Patients also could present symptoms of hernia with heaviness, swelling, and a tugging or burning sensation in the area of the hernia, scrotum, or inner thigh. Males may have a swollen scrotum, and females may have a bulge in the large fold of skin (labia) surrounding the vagina. Certain activities tend to make hernia symptoms worse. These may include prolonged standing, prolonged sitting, coughing, laughing, sneezing, straining during a bowel movement, sexual intercourse, getting in and out of a car or bed, bending forward, or crossing legs. The pain or discomfort may get worse as the day goes by and may completely resolve when lying flat. Some women feel more pain from their hernia during their menstrual period.

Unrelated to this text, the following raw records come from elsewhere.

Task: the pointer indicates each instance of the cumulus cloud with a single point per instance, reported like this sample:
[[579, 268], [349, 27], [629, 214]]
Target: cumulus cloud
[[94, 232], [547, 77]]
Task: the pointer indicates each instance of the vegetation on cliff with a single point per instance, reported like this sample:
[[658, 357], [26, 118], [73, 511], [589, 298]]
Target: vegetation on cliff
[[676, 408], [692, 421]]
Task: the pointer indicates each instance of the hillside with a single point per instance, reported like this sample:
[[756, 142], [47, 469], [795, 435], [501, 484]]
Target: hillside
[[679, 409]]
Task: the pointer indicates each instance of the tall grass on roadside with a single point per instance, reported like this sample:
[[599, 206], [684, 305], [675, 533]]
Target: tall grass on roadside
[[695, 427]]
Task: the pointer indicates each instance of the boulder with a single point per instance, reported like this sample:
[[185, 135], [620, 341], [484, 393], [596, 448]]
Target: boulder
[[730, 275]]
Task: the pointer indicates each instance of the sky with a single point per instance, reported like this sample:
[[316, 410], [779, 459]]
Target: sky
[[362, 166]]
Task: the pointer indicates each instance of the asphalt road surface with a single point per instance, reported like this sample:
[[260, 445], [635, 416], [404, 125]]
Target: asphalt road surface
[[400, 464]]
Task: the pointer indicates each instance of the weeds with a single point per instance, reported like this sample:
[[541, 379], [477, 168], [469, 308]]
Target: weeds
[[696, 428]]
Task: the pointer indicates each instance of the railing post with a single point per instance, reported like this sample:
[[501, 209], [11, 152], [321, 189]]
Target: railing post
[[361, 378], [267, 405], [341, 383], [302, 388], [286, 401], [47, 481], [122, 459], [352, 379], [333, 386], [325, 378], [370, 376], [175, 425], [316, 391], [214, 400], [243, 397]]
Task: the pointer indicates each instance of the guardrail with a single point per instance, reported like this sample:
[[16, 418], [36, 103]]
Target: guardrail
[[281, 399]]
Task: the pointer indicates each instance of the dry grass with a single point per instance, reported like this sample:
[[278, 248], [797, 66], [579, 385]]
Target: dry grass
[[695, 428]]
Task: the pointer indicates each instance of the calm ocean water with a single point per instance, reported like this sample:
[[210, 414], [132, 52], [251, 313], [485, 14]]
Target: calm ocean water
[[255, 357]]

Some patients complain of on and off pain and discomfort in the groin region especially during physical activity and/or straining, without having any bulge on the physical examination. If there is pain due to a hernia, but without a bulge, then we refer to these as “occult” or “hidden” hernias. The pain may be sharp, shooting, stabbing, dull, aching, electrical or tingling. The pain may radiate down the leg, around the back, up the abdomen, into the testicle or vagina. It never radiates down the buttocks or below the level of the knee. In those patients ultrasound, CT scan or MRI could assist the physician to diagnose a small hernia.
Most common Symptoms of Hernia
- A protruding bulge (most common)
- Pain in the area of bulge (may be worse with exertion)
- Nausea and vomiting (may signal intestinal obstruction)
- Numbness (due to nerve compression)
Symptomatic hernias may produce a wide array of non-specific discomforts related to the hernia sac and the pressure by the sac on adjacent tissues. These discomforts are commonly worse at the end of a day, especially if there has been physical exertion during the day. These symptoms tend to be relieved at night when patients are lying down and the hernia reduces.